Quell’esperienza ha reso a sua volta possibile la coreografia congiunta degli anni novanta, l’insieme di passi attentamente calibrati che hanno prodotto l’accordo di pace del 1998 (accordo del venerdì santo). Nel 2011, quando la regina è stata la prima monarca britannica a visitare l’Irlanda meridionale negli ultimi cento anni, sembrava davvero che questi rapporti di buon vicinato fossero diventati una condizione permanente e che l’arroganza britannica e la rabbia irlandese fossero reperti in un museo di cimeli storici.
Quell’illusione di permanenza è stata fatta a pezzi dalla Brexit, non solo perché è venuto meno il terreno comune dato dall’appartenenza all’Ue, ma anche per il rifiuto di pensare alle conseguenze per l’Irlanda. Ancora adesso molti sostenitori della Brexit non ritengono che quelle conseguenze siano gli esiti inevitabili delle loro scelte, ma una sorta di cospirazione irlandese per schiacciarli. In un angolo della loro mente sono ancora convinti che a questo punto la Brexit sarebbe stata un successo straordinario se solo quei dannati irlandesi non avessero rovinato tutto con le loro clausole di protezione e i loro protocolli. Il tentativo esplicito dell’amministrazione Johnson di rivedere l’accordo sulla Brexit proprio per la questione irlandese, ha riportato in vita il vecchio spettro dei sentimenti antibritannici.

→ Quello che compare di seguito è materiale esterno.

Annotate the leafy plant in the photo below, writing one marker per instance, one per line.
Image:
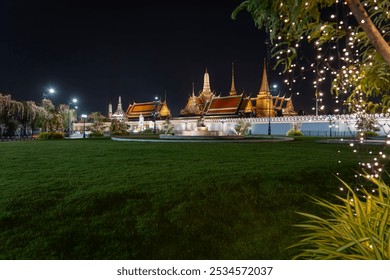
(51, 135)
(357, 228)
(96, 134)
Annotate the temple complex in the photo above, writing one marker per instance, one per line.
(150, 109)
(207, 103)
(119, 114)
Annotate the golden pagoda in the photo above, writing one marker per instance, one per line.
(264, 99)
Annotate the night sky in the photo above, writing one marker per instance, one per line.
(97, 50)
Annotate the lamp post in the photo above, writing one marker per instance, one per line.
(156, 101)
(48, 92)
(84, 116)
(70, 103)
(270, 103)
(331, 124)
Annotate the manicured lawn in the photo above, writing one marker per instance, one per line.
(102, 199)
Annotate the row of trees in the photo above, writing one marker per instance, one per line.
(20, 118)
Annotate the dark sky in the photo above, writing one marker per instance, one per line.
(97, 50)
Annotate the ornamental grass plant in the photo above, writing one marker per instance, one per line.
(357, 228)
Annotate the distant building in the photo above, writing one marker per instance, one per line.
(119, 114)
(148, 110)
(207, 103)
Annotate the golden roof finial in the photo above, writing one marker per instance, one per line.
(264, 88)
(232, 88)
(206, 83)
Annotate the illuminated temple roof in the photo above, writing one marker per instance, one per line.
(208, 104)
(147, 109)
(226, 105)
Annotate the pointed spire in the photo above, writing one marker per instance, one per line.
(206, 83)
(119, 109)
(264, 88)
(232, 88)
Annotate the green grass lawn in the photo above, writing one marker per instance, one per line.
(102, 199)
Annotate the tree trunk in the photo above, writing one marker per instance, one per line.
(370, 29)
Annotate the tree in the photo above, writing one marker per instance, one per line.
(360, 42)
(97, 121)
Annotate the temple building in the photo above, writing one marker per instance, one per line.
(148, 110)
(119, 114)
(207, 103)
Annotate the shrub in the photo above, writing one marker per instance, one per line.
(358, 228)
(50, 135)
(294, 132)
(96, 134)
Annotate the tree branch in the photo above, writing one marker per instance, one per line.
(370, 29)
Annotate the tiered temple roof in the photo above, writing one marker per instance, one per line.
(147, 109)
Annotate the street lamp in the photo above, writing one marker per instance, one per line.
(156, 101)
(270, 103)
(48, 92)
(84, 116)
(70, 103)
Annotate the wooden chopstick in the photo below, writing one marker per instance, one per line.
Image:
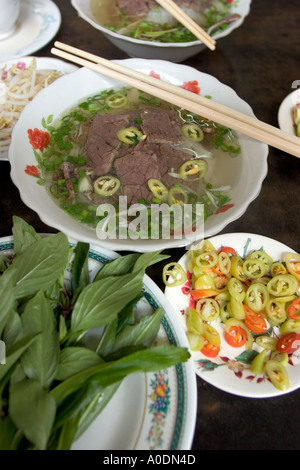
(188, 22)
(200, 105)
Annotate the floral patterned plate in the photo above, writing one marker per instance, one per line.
(153, 411)
(230, 370)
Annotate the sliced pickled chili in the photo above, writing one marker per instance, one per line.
(211, 334)
(207, 259)
(258, 363)
(158, 189)
(236, 289)
(236, 336)
(288, 343)
(282, 285)
(117, 100)
(193, 170)
(194, 322)
(262, 256)
(192, 132)
(106, 185)
(275, 310)
(278, 268)
(174, 275)
(236, 268)
(292, 261)
(254, 268)
(227, 249)
(177, 195)
(255, 322)
(130, 135)
(203, 293)
(210, 349)
(277, 374)
(257, 296)
(293, 310)
(208, 309)
(266, 342)
(224, 262)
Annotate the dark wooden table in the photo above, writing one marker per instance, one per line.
(259, 61)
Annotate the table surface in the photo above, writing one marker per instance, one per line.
(260, 61)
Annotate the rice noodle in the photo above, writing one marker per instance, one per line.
(18, 86)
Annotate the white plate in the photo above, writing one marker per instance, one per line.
(230, 372)
(244, 173)
(38, 23)
(42, 63)
(138, 418)
(285, 112)
(174, 52)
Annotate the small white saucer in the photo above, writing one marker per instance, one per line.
(285, 112)
(38, 23)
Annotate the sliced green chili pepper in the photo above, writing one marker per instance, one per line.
(193, 170)
(277, 268)
(130, 135)
(177, 195)
(106, 185)
(276, 312)
(278, 375)
(208, 309)
(224, 262)
(257, 296)
(236, 268)
(254, 268)
(194, 322)
(158, 189)
(236, 309)
(236, 289)
(225, 312)
(192, 132)
(117, 100)
(283, 358)
(262, 256)
(174, 275)
(266, 342)
(207, 259)
(211, 334)
(282, 285)
(258, 363)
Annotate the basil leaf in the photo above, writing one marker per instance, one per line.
(117, 267)
(142, 333)
(40, 360)
(74, 359)
(146, 360)
(39, 266)
(32, 410)
(6, 298)
(7, 433)
(13, 329)
(23, 234)
(100, 302)
(80, 274)
(15, 352)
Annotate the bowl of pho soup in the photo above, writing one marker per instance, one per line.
(141, 28)
(112, 165)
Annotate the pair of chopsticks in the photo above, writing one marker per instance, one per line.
(190, 24)
(197, 104)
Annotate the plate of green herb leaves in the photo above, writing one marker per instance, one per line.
(92, 356)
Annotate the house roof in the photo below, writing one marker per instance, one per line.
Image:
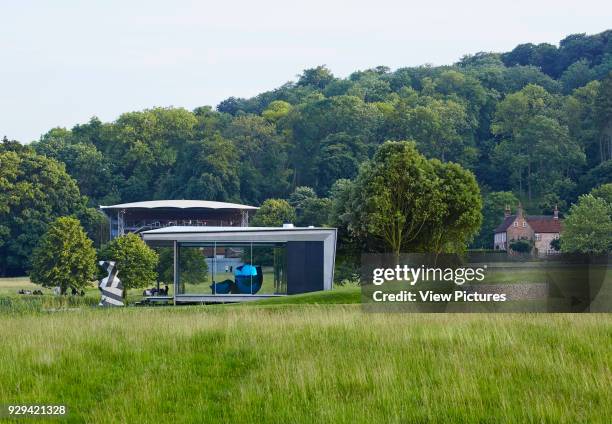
(508, 220)
(539, 223)
(544, 224)
(180, 204)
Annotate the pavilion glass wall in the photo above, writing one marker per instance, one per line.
(219, 268)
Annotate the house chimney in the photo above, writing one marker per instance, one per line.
(507, 211)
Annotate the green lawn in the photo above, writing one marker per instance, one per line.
(308, 358)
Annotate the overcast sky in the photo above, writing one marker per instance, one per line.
(64, 61)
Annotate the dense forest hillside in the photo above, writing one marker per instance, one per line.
(534, 123)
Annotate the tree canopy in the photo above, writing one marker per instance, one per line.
(64, 257)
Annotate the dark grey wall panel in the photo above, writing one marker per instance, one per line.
(304, 266)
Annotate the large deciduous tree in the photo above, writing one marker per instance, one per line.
(588, 227)
(407, 202)
(64, 257)
(34, 191)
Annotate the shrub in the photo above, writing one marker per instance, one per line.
(136, 262)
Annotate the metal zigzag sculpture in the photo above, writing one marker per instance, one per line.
(111, 286)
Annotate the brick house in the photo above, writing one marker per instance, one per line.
(540, 230)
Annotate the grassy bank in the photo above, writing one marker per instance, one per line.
(308, 363)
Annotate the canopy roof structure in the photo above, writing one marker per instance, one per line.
(180, 204)
(136, 217)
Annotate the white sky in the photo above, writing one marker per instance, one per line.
(63, 61)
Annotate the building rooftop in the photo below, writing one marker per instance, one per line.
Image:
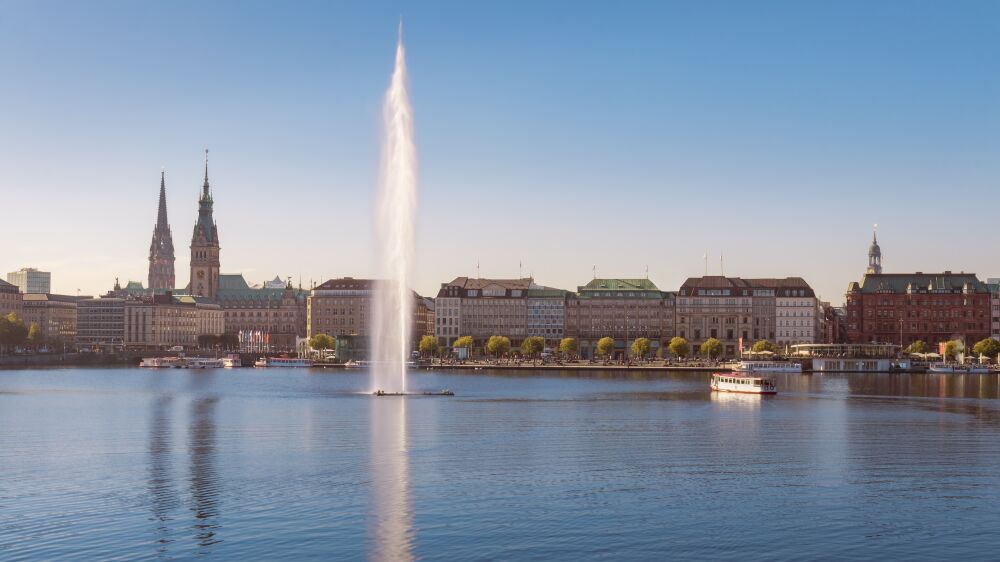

Eppure dovremmo ricordarci del 1972. Anche in una situazione così nera, la posta in gioco era troppo alta perché Regno Unito e Irlanda potessero permettere che la loro relazione si deteriorasse fino a diventare tossica. Due piccoli dettagli le costringevano a stare assieme: la storia e la geografia. Le due grandi isole nel nostro arcipelago non possono sottrarsi l’una al destino dell’altra più di quanto la Gran Bretagna non possa allontanarsi dall’Europa galleggiando nell’Atlantico.
Potremmo addirittura comprenderci meglio. I più lenti di comprendonio in Gran Bretagna hanno scoperto, dopo appena un secolo, che l’Irlanda è un paese indipendente con degli interessi nazionali e dei rapporti con l’Europa autonomi, e gli irlandesi hanno scoperto di non avere il monopolio sulle crisi di identità e sul tribalismo binario in queste isole. Per l’Irlanda è una sensazione nuova sentirsi il paese più stabile e fiducioso dell’arcipelago, e per il Regno Unito è una novità doversela vedere con i postumi complicati di una rivoluzione nazionalista. Tutti noi potremmo aver bisogno di tempo per abituarci a queste novità. Ma in circostanze molto peggiori di questa abbiamo trovato un modo per affrontare assieme delle nuove realtà.
(Traduzione di Giusy Muzzopappa)
Questo articolo è uscito sul quotidiano britannico The Guardian.